B2B: Do you think the hospital scene here in Cambodia is quite saturated?

Hayashi: I think there is still a lot of potential and space for new ventures. The Cambodian economy is burgeoning. We already have some big private players, but there is room for a lot more.

B2B: Do you think Cambodians care more and more about their health?

Fukuda: Yes, I think so. Everyday, more and more Cambodians decide to take on a sport. Physical exercise as a way of improving one’s health is becoming more popular among the local population. This undoubtedly points to heightened interest on health issues. However, there are other pointers that indicate that they are not quite there yet. For example, we regularly hold health seminars in which we aim to educate locals on chronic diseases and other health-related issues. Attendance to these workshops and lectures is a lot lower than what we would see in Japan.

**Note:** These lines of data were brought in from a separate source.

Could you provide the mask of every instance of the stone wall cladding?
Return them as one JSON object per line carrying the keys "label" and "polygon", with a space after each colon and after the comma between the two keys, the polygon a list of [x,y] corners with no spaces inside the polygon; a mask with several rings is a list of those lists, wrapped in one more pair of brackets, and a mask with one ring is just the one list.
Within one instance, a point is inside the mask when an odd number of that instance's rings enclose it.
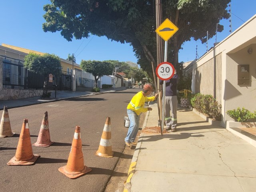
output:
{"label": "stone wall cladding", "polygon": [[24,99],[40,96],[42,94],[43,90],[4,89],[0,90],[0,101]]}

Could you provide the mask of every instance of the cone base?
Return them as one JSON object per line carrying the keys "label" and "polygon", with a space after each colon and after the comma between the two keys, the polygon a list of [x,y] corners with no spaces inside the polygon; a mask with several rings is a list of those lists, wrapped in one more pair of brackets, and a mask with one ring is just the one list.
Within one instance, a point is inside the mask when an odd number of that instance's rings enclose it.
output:
{"label": "cone base", "polygon": [[16,160],[16,157],[15,156],[13,157],[9,161],[9,162],[7,163],[8,165],[29,165],[34,164],[37,158],[40,156],[39,155],[35,154],[34,155],[33,158],[31,159],[30,159],[27,161],[17,161]]}
{"label": "cone base", "polygon": [[16,134],[15,133],[12,133],[10,135],[0,135],[0,138],[4,138],[6,137],[12,137]]}
{"label": "cone base", "polygon": [[111,152],[110,154],[104,154],[104,153],[101,153],[99,152],[98,151],[97,151],[95,153],[95,154],[97,156],[99,156],[99,157],[110,158],[111,157],[113,157],[113,155],[114,155],[114,152]]}
{"label": "cone base", "polygon": [[90,167],[85,165],[84,169],[81,171],[68,172],[66,170],[66,165],[65,165],[63,167],[60,167],[59,168],[58,170],[60,172],[61,172],[70,179],[76,179],[92,170],[92,169]]}
{"label": "cone base", "polygon": [[35,143],[33,145],[33,146],[36,146],[37,147],[49,147],[50,145],[54,143],[54,141],[51,141],[49,143],[47,143],[46,144],[39,144],[37,143]]}

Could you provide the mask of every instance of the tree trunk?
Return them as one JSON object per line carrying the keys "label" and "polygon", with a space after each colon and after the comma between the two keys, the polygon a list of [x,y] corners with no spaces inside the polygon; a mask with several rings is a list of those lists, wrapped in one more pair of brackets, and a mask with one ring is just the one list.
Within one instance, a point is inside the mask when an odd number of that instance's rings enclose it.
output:
{"label": "tree trunk", "polygon": [[44,75],[44,88],[43,89],[43,94],[42,96],[42,97],[45,98],[46,97],[50,97],[48,96],[48,88],[47,86],[48,81],[47,79],[47,75]]}

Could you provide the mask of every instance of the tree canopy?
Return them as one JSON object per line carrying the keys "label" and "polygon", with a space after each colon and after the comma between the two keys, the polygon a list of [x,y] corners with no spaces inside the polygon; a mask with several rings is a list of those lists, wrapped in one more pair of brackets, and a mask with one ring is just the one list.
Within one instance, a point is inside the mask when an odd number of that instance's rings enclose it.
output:
{"label": "tree canopy", "polygon": [[25,56],[24,66],[29,71],[46,76],[51,73],[54,75],[61,74],[62,67],[60,58],[53,54],[46,53],[42,55],[30,53]]}
{"label": "tree canopy", "polygon": [[97,82],[104,75],[112,74],[114,66],[109,61],[85,60],[81,62],[81,68],[88,73],[91,73],[94,77],[96,87]]}
{"label": "tree canopy", "polygon": [[47,93],[48,75],[61,74],[62,67],[60,58],[53,54],[46,53],[42,55],[30,52],[25,56],[24,66],[32,72],[44,75],[44,91],[42,97],[49,97]]}
{"label": "tree canopy", "polygon": [[[217,24],[228,18],[226,8],[231,0],[162,1],[162,18],[169,18],[179,28],[169,40],[168,61],[178,65],[182,44],[192,39],[202,43],[216,34]],[[154,0],[51,0],[44,6],[44,32],[61,32],[68,41],[90,34],[132,46],[138,64],[150,73],[151,62],[157,64],[155,3]],[[218,32],[223,30],[218,25]],[[151,77],[152,76],[151,75]]]}
{"label": "tree canopy", "polygon": [[73,54],[71,55],[70,53],[68,54],[68,58],[67,58],[67,60],[69,61],[71,61],[71,62],[74,62],[74,63],[75,63],[76,61],[76,57],[74,56]]}

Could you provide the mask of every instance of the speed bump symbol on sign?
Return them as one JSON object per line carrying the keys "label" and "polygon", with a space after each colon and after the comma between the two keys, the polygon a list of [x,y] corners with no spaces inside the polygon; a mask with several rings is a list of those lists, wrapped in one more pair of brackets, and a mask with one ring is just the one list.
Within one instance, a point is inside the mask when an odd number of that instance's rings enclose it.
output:
{"label": "speed bump symbol on sign", "polygon": [[166,19],[156,30],[165,41],[168,41],[179,29],[169,19]]}
{"label": "speed bump symbol on sign", "polygon": [[161,80],[168,80],[174,74],[174,68],[170,63],[163,62],[157,66],[156,73],[158,78]]}

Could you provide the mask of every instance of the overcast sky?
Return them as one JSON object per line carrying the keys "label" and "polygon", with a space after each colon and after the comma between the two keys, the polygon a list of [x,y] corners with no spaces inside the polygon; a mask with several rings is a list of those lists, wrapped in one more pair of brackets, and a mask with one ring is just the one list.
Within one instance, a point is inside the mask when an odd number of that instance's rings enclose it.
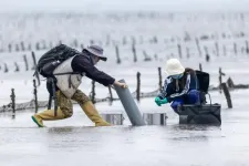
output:
{"label": "overcast sky", "polygon": [[0,0],[0,12],[13,11],[249,11],[249,0]]}

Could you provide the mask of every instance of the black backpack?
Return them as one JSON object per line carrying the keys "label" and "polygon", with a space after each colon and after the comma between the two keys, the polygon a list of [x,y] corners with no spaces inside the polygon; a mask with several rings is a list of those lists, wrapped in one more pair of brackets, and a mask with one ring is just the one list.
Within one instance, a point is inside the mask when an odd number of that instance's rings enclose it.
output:
{"label": "black backpack", "polygon": [[[60,44],[50,51],[45,52],[38,61],[37,72],[44,77],[53,77],[53,71],[60,65],[63,61],[82,54],[77,50],[74,50],[65,44]],[[69,73],[60,73],[69,74]]]}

B2B: How do you hope to improve the medical industry here?

Fukuda: Now locals don’t trust Cambodian hospitals or Cambodian doctors. If our hospital is able to provide a quality service, then perhaps we can reverse that situation. Half of our employees are Japanese, and the other half is Cambodian. When people come to our hospital and are attended by well-trained, professional local staff, their perception will change, and they will gain trust in the local medical workforce. We are creating a strong team of capable local medical professionals. We want them to stay with us for as long as possible, but eventually some of them will move on to establish clinics and hospitals of their own, bringing with them the good practices and standards that they learnt at Sunrise and spreading them around the country.

B2B: From a business point of view, what are the advantages of starting something in the medical field in Cambodia?

Hayashi: One of the reasons we chose Cambodia is that here hospitals can be owned entirely by foreigners. Also, we can use the our medical licenses from back home. Due to an agreement between the Cambodian and the Japanese government, Japanese doctors can practice here with a Japanese license; there is no need for them to pass local examinations. This made getting off the ground a lot simpler.